I think you would want to make it clear that she is hired under a contract and not an employee. If it was the latter I expect you would need to withhold income tax, pay CPP & UIC, vacation pay, etc. If they were on a contract basis this would not be required but I would suggest you ensure they have WCB coverage. Not sure how the latter works but I am aware that when you hire someone to say, paint your house or do your roof you should be sure the have WCB-even though you are hiring them on a contract basis.


----------



## summer (Jul 7, 2011)

Tinman said:


> I think the answer could vary widely.
> 
> If you're going through an accredited agency - very likely they're insured, you should be able to ask them. If you're going under the table (we have a come in once a week for a half day) then it could fall under your homeowners insurance perhaps? Perhaps like if a guest of yours fell down your stairs and broke an arm.


Thinking of hiring a lady who is not with a company.


----------



## summer (Jul 7, 2011)

frase said:


> I think you would want to make it clear that she is hired under a contract and not an employee. If it was the latter I expect you would need to withhold income tax, pay CPP & UIC, vacation pay, etc. If they were on a contract basis this would not be required but I would suggest you ensure they have WCB coverage. Not sure how the latter works but I am aware that when you hire someone to say, paint your house or do your roof you should be sure the have WCB-even though you are hiring them on a contract basis.


I don't think most cleaning people who work independently would have that.


----------



## summer (Jul 7, 2011)

wendi1 said:


> Well, if she were injured while working for you, I think she could sue you.
> 
> If this is a concern, use an agency with insurance.

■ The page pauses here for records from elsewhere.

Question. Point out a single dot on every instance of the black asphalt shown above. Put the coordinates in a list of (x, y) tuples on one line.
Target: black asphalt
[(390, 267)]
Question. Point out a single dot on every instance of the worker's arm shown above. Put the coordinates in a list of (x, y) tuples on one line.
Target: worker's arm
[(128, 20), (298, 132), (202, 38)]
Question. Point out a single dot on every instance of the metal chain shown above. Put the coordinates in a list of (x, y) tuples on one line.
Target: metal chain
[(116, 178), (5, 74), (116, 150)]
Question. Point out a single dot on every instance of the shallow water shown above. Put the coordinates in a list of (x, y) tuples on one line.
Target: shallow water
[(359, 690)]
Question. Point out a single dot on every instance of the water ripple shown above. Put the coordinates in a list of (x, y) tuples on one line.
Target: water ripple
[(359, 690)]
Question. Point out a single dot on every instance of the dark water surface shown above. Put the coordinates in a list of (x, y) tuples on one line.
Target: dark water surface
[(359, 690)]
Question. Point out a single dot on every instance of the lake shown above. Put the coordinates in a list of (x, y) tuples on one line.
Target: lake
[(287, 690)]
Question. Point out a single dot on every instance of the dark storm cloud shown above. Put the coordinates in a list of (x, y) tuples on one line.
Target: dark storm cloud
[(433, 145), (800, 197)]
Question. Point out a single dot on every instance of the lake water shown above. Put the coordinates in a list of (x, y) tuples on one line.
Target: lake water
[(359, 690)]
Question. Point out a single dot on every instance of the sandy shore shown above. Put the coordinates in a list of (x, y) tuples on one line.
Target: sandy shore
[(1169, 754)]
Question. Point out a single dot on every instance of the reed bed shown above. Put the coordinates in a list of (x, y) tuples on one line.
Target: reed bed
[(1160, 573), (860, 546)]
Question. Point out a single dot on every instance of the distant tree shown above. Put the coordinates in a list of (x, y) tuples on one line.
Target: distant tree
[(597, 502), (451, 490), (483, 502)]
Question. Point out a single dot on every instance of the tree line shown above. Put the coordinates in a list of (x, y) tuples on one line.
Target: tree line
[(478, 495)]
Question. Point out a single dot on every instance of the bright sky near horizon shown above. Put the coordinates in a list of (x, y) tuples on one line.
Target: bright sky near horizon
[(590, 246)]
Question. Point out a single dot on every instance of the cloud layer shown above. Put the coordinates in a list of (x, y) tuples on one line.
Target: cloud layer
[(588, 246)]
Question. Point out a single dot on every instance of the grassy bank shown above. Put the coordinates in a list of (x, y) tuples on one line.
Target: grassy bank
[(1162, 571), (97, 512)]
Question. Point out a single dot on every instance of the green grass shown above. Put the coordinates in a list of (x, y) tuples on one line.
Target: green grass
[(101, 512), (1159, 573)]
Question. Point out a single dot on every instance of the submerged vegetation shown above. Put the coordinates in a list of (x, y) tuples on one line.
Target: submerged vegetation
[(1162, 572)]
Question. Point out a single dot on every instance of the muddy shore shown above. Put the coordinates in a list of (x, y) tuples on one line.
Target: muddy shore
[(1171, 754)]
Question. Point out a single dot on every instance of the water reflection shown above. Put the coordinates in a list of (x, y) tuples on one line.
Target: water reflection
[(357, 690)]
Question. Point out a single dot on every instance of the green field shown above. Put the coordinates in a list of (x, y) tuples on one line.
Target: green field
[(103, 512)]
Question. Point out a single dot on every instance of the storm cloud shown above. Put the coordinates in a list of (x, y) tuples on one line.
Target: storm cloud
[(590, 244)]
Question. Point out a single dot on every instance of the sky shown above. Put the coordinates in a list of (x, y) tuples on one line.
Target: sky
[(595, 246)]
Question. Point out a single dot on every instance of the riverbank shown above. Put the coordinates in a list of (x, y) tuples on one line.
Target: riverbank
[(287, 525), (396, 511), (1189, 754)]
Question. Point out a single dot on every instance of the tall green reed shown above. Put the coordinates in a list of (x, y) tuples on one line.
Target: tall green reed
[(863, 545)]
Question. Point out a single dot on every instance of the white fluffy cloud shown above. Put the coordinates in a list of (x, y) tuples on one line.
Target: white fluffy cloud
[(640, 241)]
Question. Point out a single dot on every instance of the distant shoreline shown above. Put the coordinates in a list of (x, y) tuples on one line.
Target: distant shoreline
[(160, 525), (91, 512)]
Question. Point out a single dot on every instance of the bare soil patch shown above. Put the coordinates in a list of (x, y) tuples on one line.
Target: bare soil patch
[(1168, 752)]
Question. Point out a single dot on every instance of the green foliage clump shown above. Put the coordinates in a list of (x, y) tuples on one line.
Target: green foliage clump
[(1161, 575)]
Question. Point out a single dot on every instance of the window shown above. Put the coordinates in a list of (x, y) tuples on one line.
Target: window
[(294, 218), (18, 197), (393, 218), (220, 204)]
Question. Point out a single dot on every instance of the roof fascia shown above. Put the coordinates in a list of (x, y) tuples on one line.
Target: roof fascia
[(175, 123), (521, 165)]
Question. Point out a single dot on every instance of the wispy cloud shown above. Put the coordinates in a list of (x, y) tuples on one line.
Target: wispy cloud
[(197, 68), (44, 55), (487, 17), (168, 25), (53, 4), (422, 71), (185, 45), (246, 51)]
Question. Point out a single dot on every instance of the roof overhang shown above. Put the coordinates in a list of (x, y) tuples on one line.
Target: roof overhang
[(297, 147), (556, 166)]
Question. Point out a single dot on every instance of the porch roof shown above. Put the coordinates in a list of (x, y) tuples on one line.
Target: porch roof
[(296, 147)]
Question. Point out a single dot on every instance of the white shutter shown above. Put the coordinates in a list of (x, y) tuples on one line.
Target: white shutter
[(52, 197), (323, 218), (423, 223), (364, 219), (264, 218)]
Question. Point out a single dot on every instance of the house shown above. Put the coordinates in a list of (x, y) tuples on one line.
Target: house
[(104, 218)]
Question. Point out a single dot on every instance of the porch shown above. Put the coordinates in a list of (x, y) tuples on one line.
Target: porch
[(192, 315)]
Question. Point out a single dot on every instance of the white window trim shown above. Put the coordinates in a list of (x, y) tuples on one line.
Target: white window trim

Would this concern you? Am I being paranoid?


----------



## wendi1 (Oct 2, 2013)

Of course this would concern me.

This under-the-table nonsense leaves these women without CPP, EI, WCB or recourse. Puts you at risk, too. Don't do it.


----------



## fatcat (Nov 11, 2009)

summer said:


> Am I over thinking this?


yes ... presumably she would covered under the 2 or 3 million dollar liability policy you carry on your condo or homeowners insurance ... just call the insurance company and ask them

why the paranoia about asking them ?


----------



## OhGreatGuru (May 24, 2009)

wendi1 said:


> ...
> This under-the-table nonsense leaves these women without CPP, EI, WCB or recourse. Puts you at risk, too. Don't do it.


I don't see any mention anywhere of "under-the-table" dealings. If you hire a self-employed person for personal services, it's their responsibility to declare their income and pay CPP when they file their income tax. A self-employed person isn't going to have EI or WCB coverage, but that was their choice. It has a bearing on your liability risk in case of injury on the job if they are not insured, but it is not a consequence of any "under-the-table" dealings.


----------



## summer (Jul 7, 2011)

I was just thinking about this. How is this any different than hiring a babysitter to come into your home?


----------



## marina628 (Dec 14, 2010)

I have a part time housekeeper and I have 3 part time PSW on staff as well.My last report I paid about $5500 in wages and WSIB was $223 .You probably could just call your house insurance and pay a bit more to have coverage for workers in the home.We pay about $100 a year extra to have this specific coverage on top of the normal policy.


----------



## carverman (Nov 8, 2010)

frase said:


> *I think you would want to make it clear that she is hired under a contract and not an employee.*


That's the only way to do it, IMO. Most of them are registered as a cleaning business or work for an agency. You have to ask them if they are insured, and pay them by check (not cash) for their services + any HST applicable.
A one time or monthly invoice from them is also helpful. In a worse case scenario, (cleaner falling off a ladder while cleaning ceiling fan or light) hurts their back then tries to sue..you have at least something to support
your case with your homewner's liability insurance ..(typically 1 million, but for a small premium 2 million). The homeowner's liability also covers you in case anyone slipping on your icy walkway or driveway, and then trys to sue you. 

Other contractors like painters, roofers, landscapers have to have their own liability insurance..or you take a chance if someone gets hurt and have to report it to your homeowners insurance agent.


----------



## kcowan (Jul 1, 2010)

Just today we had a conversation with our insurance agent. Our cleaning lady comes every 2 weeks for a day. She cleans the place for our paying tenant until we return in May. The only thing we are not covered for is if our tenant trashes the place. (Note to self: Don't rent to Charlie Sheen!)

So I would recommend that you talk to your agent. If it turns out that you are not covered, don't you want to know that?


----------